At the Munich Security Conference, former Defense official Evelyn Farkas warned that the transatlantic alliance’s cohesion is under strain as European partners grow distrustful of U.S. commitments. She urged a clear reaffirmation of American support for NATO and called for Europe to shoulder more defence burden. Farkas also emphasized the need for expanded sanctions on Russia and China, highlighting Beijing’s role in supplying dual‑use technology to Moscow. Finally, she stressed that helping Ukraine maintain sovereignty and deterring China are the defining strategic challenges for the West.
The Munich Security Conference has once again become a barometer for the health of the transatlantic alliance, and Evelyn Farkas’s remarks underscore a growing unease in Washington and Brussels.
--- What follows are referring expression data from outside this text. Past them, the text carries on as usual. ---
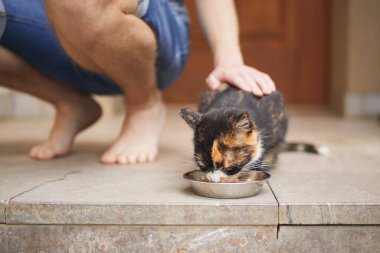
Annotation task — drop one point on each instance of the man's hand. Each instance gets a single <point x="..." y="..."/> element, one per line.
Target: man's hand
<point x="242" y="76"/>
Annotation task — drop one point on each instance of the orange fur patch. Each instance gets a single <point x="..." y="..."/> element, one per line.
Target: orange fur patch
<point x="237" y="138"/>
<point x="216" y="155"/>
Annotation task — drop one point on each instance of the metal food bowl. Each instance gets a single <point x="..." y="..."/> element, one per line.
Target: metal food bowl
<point x="246" y="185"/>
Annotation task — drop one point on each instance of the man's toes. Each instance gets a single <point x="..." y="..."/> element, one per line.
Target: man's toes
<point x="142" y="158"/>
<point x="122" y="159"/>
<point x="152" y="156"/>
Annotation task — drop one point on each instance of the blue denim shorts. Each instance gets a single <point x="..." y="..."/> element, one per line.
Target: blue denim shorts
<point x="25" y="30"/>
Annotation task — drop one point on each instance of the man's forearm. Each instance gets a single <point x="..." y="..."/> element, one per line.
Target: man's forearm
<point x="220" y="26"/>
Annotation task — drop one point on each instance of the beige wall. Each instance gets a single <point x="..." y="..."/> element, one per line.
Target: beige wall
<point x="355" y="57"/>
<point x="364" y="46"/>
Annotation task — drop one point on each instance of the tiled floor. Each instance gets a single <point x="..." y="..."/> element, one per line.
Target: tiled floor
<point x="339" y="189"/>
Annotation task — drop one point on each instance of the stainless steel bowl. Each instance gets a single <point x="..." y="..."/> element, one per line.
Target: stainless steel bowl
<point x="247" y="185"/>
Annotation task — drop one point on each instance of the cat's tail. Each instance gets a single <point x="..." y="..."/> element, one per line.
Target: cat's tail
<point x="305" y="147"/>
While NATO’s collective defence remains the cornerstone of Western security, recent U.S. rhetoric has left European partners questioning the reliability of American guarantees. Farkas argues that a clear, high‑level reaffirmation of U.S. commitment—similar to former Secretary Gates’s call for European burden‑sharing—is essential to preserve the alliance’s credibility. Without that signal, the cohesion that underpins deterrence against Russia and China could fray.
On the battlefield, Ukraine’s resilience has turned the conflict into a strategic victory, even as the war exacts a heavy toll. Farkas stresses that intensified sanctions are the next lever, not only against Moscow’s oil revenues but also against Beijing’s supply of dual‑use technologies that keep Russian forces operational. Targeting Chinese firms that enable precision weapons or cyber capabilities would tighten the economic stranglehold and signal that the West will not tolerate indirect support for aggression. Such measures also serve a broader purpose: they deter China from expanding its influence through similar covert assistance.
European leaders are split between pragmatic engagement with Beijing and a more confrontational stance exemplified by Japan’s firm deterrence posture. This divergence reflects a deeper strategic dilemma: whether to hedge against a rising China or to align fully with U.S. expectations of a unified front. Farkas warns that Europe’s hedging risks “eating their lunch” if Beijing’s authoritarian model proves economically attractive. For NATO, the challenge is to translate diplomatic cohesion into concrete capabilities—enhanced forward presence, interoperable forces, and a shared sanctions regime—so that both the Ukrainian fight and the broader contest with China are won.